Advances in Skeletal Dysplasia Genetics

Abstract

Skeletal dysplasias result from disruptions in normal skeletal growth and development and are a major contributor to severe short stature. They occur in approximately 1/5,000 births, and some are lethal. Since the most recent publication of the Nosology and Classification of Genetic Skeletal Disorders, genetic causes of 56 skeletal disorders have been uncovered. This remarkable rate of discovery is largely due to the expanded use of high-throughput genomic technologies. In this review, we discuss these recent discoveries and our understanding of the molecular mechanisms behind these skeletal dysplasia phenotypes. We also cover potential therapies, unusual genetic mechanisms, and novel skeletal syndromes both with and without known genetic causes. The acceleration of skeletal dysplasia genetics is truly spectacular, and these advances hold great promise for diagnostics, risk prediction, and therapeutic design.

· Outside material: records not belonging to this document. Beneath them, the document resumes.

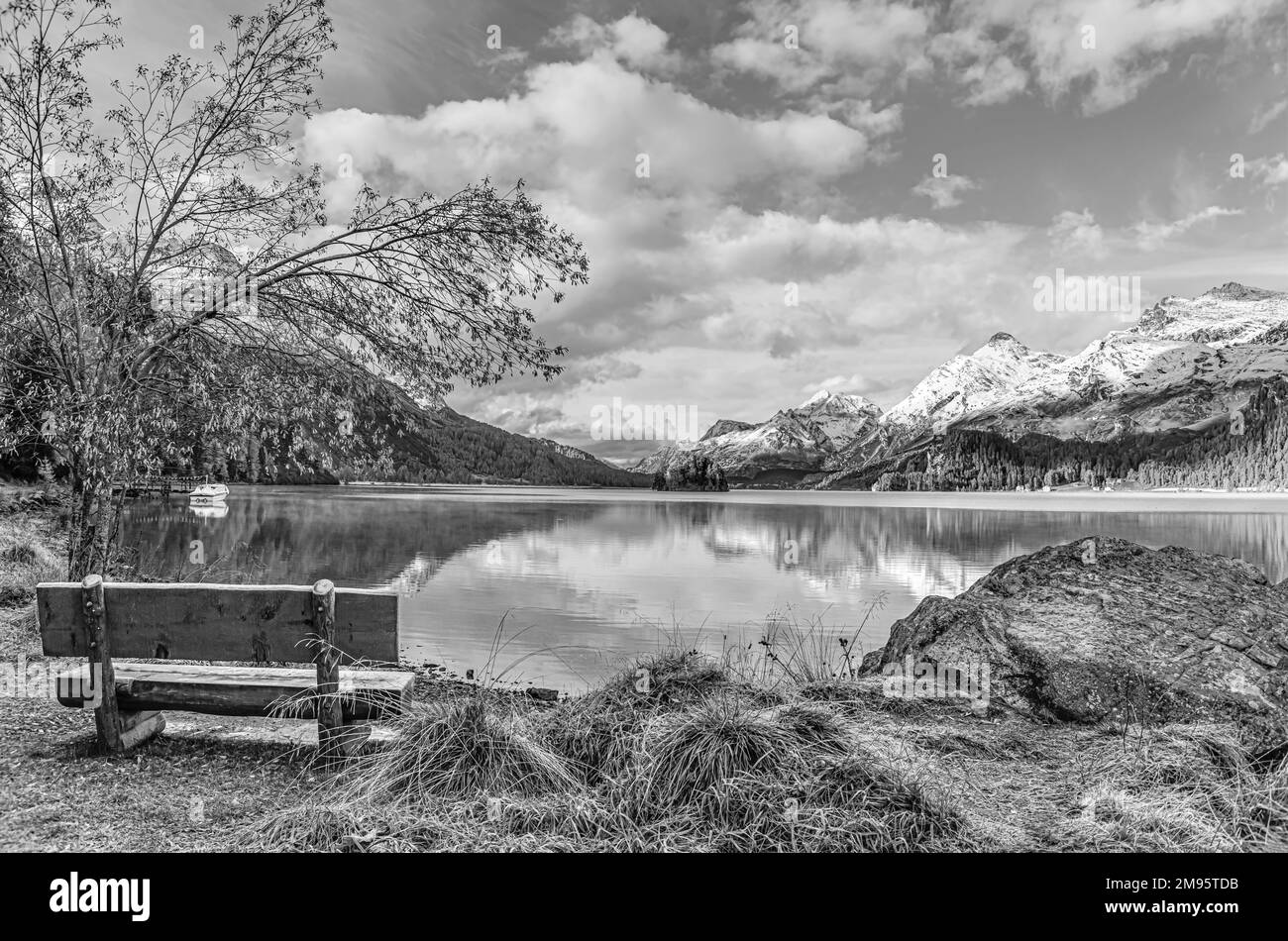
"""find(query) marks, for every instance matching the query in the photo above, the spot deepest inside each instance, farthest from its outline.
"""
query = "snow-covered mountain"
(1185, 364)
(793, 443)
(967, 383)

Keywords: ciliopathy; epigenetics; growth insufficiency; imprinting; mosaicism; primordial dwarfism.

Figure 1. Overview of the growth plate

Cells within the resting, proliferative, and hypertrophic zones of the growth plate have a distinctive morphology and organization, which is visible in a section through a three-week-old mouse growth plate stained with eosin and hematoxylin (left). The Notch, WNT, FGF, Hedgehog, and BMP signaling pathways act on the cells of the growth plate (right). Arrows indicate activation of one pathway by another, and lines with a bar at the end indicate inhibition of the pathway. Blue lines indicate crosstalk between pathways. For example, PI3K is thought to affect the CNP, IHH, and PTHrP signaling pathways. Many of these pathways have been implicated in multiple skeletal dysplasias. The arrows underneath the names of the resting and proliferative zones indicate the orientation of cell division within these zones. Abbreviations: BMP, bone morphogenetic protein; CNP, C-type natriuretic peptide; FGF, fibroblast growth factor; IHH, Indian Hedgehog; PCP, planar-cell polarity; PI3K, phosphoinositide 3-kinase; PTHrP, parathyroid hormone–related peptide.

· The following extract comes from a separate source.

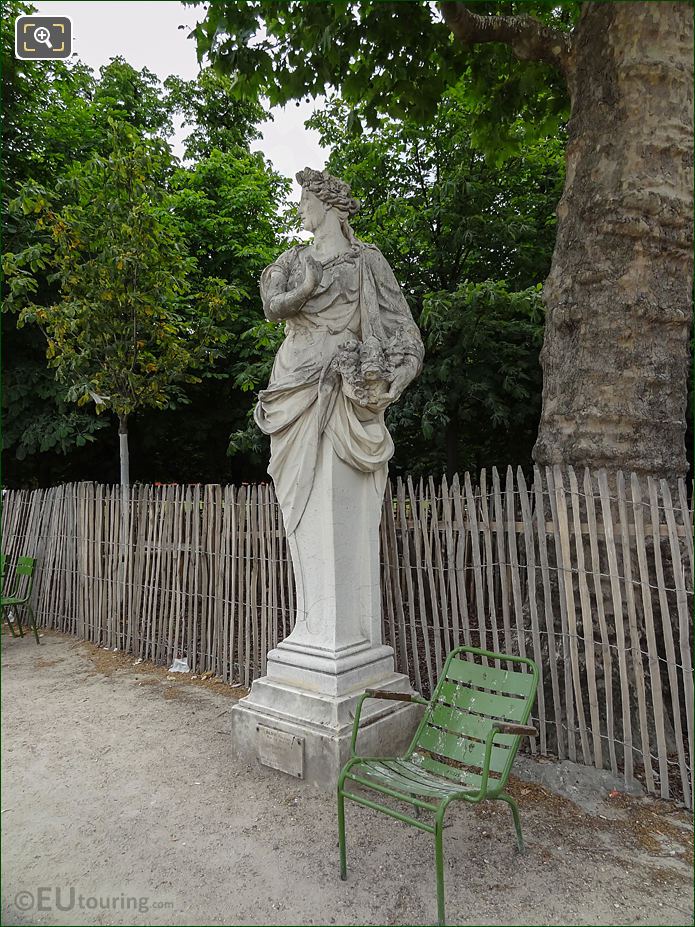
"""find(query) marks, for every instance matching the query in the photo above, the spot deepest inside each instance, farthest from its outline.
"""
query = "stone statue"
(351, 347)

Figure 2. Cellular pathways disrupted in primordial dwarfism

Most genes implicated in primordial dwarfism (MGS, MOPD I and II, Seckel syndrome, and SOFT syndrome) are involved in cell cycle regulation and cell division. These processes include primary ciliogenesis (G₁ phase), DNA replication and centrosome duplication (S phase), DNA repair and centrosome maturation (G₂ phase), and mitotic spindle formation and mitosis (M phase). Many of the genes function in more than one phase of the cell cycle. Some genes affect the rate of progression through the cell cycle, and some lead to aneuploidy, probably due to defects in DNA repair or mitotic spindle formation. In some cases, the cell cycle becomes disrupted after several rounds of cell division owing to disturbances in centriole duplication and/or maturation. All the processes shown involve replication and repair or maturation of the genome and the centrosome except RNU4ATAC. RNU4ATAC has a critical role in splicing, which could affect genes involved in cell cycle regulation or division. Abbreviations: MGS, Meier-Gorlin syndrome; MOPD, microcephalic osteodysplastic primordial dwarfism; MPD, microcephalic primordial dwarfism; SOFT, short stature, onychodysplasia, facial dysmorphism, and hypotrichosis.

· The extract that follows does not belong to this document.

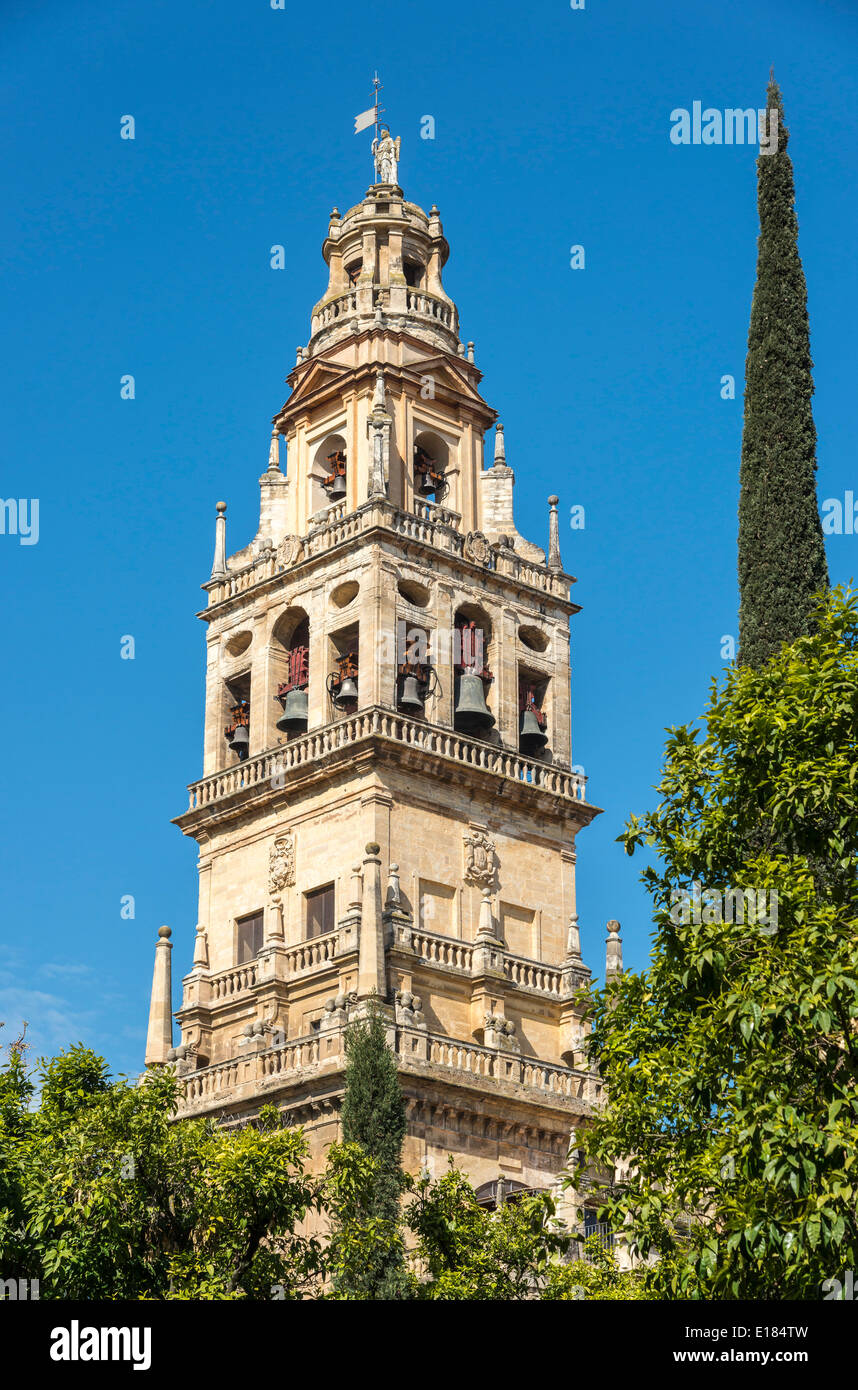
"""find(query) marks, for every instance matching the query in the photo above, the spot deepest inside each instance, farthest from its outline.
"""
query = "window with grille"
(248, 937)
(319, 912)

Figure 3. Primary cilium proteins implicated in skeletal dysplasias

Components of the primary cilium are disrupted in many forms of skeletal dysplasia. These components include genes that encode parts of motor proteins (e.g., dynein) and parts of both the IFT-A and IFT-B complexes, which regulate retrograde and anterograde ciliary trafficking, respectively. The colors of the cilium components signify the types of disorders with which they are associated.